The dataset consists of 106K images and 15 unique cloth categories. There's an equal distribution of the classes in the validation and the test set consisting of 500 samples per class for fine-grained classification of Indian ethnic clothes.
The CLIP model is designed to understand images in context with natural language. By training the model on a large number of images and their associated texts, CLIP learns to generate meaningful embeddings for both images and texts that are aligned in semantic space.
The code in this repository demonstrates how to fine-tune the CLIP model on a Indofashion dataset. This is done to adapt the pre-trained CLIP model to better understand specific domains or types of data that may not be well-covered in its original training set.

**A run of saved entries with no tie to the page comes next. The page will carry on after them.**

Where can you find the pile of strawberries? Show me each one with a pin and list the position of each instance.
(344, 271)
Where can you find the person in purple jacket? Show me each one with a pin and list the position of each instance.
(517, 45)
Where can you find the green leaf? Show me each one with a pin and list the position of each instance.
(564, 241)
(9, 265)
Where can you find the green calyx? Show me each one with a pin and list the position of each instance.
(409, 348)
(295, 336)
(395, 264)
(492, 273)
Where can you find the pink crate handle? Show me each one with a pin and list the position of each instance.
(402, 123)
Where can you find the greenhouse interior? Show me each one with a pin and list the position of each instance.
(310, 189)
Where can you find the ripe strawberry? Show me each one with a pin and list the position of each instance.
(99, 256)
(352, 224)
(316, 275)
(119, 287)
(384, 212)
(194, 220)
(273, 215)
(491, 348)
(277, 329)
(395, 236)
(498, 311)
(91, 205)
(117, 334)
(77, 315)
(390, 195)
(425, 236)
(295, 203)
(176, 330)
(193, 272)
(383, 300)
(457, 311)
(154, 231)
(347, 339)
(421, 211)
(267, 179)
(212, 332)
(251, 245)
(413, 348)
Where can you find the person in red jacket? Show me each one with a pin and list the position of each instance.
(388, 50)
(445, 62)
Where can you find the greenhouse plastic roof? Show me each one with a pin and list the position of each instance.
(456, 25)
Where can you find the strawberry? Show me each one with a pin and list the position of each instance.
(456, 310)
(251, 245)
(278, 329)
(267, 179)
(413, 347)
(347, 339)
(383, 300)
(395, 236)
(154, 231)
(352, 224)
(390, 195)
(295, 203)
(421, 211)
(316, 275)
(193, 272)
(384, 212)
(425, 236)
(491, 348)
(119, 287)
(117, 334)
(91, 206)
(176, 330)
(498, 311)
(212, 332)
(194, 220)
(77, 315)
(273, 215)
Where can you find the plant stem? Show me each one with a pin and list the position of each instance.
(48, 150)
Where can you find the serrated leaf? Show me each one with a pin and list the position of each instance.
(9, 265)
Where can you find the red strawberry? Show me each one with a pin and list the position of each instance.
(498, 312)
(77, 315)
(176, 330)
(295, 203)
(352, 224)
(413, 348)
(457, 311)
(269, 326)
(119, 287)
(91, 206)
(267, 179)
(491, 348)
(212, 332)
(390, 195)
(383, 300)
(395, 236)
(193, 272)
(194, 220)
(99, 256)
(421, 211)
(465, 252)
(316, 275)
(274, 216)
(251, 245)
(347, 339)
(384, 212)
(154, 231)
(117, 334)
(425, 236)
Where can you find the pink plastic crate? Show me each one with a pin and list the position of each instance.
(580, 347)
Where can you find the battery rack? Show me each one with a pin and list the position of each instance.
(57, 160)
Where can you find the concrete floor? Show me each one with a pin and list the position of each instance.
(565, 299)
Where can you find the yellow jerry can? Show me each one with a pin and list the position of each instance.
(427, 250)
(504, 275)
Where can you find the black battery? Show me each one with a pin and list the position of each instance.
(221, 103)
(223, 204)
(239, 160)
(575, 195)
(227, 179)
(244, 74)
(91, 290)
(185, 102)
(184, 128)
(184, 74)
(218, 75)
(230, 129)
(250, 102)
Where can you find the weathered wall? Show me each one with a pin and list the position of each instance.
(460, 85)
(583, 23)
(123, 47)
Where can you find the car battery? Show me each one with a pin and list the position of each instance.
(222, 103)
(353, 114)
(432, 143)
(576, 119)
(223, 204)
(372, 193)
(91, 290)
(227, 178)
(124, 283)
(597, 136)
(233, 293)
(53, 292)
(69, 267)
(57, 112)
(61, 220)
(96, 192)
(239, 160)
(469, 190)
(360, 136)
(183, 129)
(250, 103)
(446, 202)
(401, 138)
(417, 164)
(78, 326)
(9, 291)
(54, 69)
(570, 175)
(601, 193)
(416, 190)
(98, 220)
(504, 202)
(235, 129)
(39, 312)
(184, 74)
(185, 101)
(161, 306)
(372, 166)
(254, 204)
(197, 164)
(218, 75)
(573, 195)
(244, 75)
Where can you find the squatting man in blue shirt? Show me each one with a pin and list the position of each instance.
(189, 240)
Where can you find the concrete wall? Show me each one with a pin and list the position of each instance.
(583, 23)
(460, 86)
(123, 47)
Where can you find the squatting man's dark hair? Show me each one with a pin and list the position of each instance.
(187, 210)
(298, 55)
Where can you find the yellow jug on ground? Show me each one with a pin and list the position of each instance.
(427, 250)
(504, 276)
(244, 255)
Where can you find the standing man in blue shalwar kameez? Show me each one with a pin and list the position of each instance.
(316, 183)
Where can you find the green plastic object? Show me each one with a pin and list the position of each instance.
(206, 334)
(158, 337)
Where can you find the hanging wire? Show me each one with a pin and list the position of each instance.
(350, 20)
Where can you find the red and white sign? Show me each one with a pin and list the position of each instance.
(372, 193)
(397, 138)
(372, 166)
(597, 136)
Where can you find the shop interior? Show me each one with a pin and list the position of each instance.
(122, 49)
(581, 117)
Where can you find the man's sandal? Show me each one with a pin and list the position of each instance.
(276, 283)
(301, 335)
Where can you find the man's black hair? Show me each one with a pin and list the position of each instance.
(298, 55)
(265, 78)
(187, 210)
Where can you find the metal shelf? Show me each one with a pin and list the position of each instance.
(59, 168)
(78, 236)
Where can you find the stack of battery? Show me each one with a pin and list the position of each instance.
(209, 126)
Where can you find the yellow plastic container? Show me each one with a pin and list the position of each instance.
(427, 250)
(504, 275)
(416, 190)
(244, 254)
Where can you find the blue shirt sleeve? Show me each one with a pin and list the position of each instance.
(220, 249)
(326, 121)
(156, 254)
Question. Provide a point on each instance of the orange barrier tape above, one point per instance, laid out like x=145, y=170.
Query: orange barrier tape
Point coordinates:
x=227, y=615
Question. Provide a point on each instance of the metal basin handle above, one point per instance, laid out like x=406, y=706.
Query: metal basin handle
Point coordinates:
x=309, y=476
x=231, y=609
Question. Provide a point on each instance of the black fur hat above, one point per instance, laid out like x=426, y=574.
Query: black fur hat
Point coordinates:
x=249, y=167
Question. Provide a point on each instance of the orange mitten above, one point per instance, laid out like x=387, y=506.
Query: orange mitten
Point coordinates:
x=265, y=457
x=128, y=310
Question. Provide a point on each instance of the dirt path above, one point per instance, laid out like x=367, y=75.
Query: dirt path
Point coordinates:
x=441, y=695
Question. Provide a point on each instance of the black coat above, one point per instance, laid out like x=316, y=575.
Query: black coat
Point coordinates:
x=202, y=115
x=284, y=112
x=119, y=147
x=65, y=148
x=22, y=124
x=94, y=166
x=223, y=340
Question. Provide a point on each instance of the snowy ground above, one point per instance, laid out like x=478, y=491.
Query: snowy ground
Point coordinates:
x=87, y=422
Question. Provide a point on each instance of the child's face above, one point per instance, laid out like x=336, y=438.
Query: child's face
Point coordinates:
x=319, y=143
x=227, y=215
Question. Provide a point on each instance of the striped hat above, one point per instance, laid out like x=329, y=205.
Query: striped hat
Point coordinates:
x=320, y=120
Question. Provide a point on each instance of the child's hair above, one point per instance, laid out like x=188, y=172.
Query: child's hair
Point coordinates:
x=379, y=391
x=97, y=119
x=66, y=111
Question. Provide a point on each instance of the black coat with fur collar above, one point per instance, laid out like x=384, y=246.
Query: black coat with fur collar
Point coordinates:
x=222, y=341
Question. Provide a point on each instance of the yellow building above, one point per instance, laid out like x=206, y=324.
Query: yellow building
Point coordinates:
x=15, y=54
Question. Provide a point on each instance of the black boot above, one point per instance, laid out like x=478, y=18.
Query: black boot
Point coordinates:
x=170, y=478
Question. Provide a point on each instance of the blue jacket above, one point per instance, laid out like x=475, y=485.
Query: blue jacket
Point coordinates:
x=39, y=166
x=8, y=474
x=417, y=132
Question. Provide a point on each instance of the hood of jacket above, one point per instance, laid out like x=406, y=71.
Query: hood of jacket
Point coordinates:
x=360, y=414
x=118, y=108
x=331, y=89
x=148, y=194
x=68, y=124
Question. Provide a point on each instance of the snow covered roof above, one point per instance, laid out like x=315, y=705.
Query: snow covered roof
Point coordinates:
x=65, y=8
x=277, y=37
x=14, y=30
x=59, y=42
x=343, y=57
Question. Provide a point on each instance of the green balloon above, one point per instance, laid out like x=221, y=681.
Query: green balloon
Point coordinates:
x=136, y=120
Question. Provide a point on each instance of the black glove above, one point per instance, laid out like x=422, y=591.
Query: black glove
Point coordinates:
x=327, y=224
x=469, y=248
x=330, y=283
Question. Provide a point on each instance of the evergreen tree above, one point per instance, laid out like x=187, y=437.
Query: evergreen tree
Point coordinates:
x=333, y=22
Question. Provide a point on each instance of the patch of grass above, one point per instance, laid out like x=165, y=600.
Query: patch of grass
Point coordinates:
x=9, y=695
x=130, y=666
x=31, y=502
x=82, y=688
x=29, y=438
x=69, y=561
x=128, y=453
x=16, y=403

Before you begin, ensure you have met the following requirements:
- Python 3.6 or later
- PyTorch 1.7.1 or later
- transformers and clip libraries installed
- Access to a GPU is recommended but not required
The dataset used in this example is the Indian Fashion Apparel Dataset, available on Kaggle. Modify the image_path and json_path with your own and you're good to go.
Running the Code The main script for training the model is fine_tune_clip.py. This script loads the CLIP model, sets up a DataLoader for the dataset, and fine-tunes the model using backpropagation and gradient descent.
To run the script, navigate to the repository directory and enter:
python indofashion_clip.py
The script will run for a number of epochs specified by the num_epochs variable. The batch size and learning rate can be modified by changing the batch_size and lr parameters in the DataLoader and optimizer setup respectively.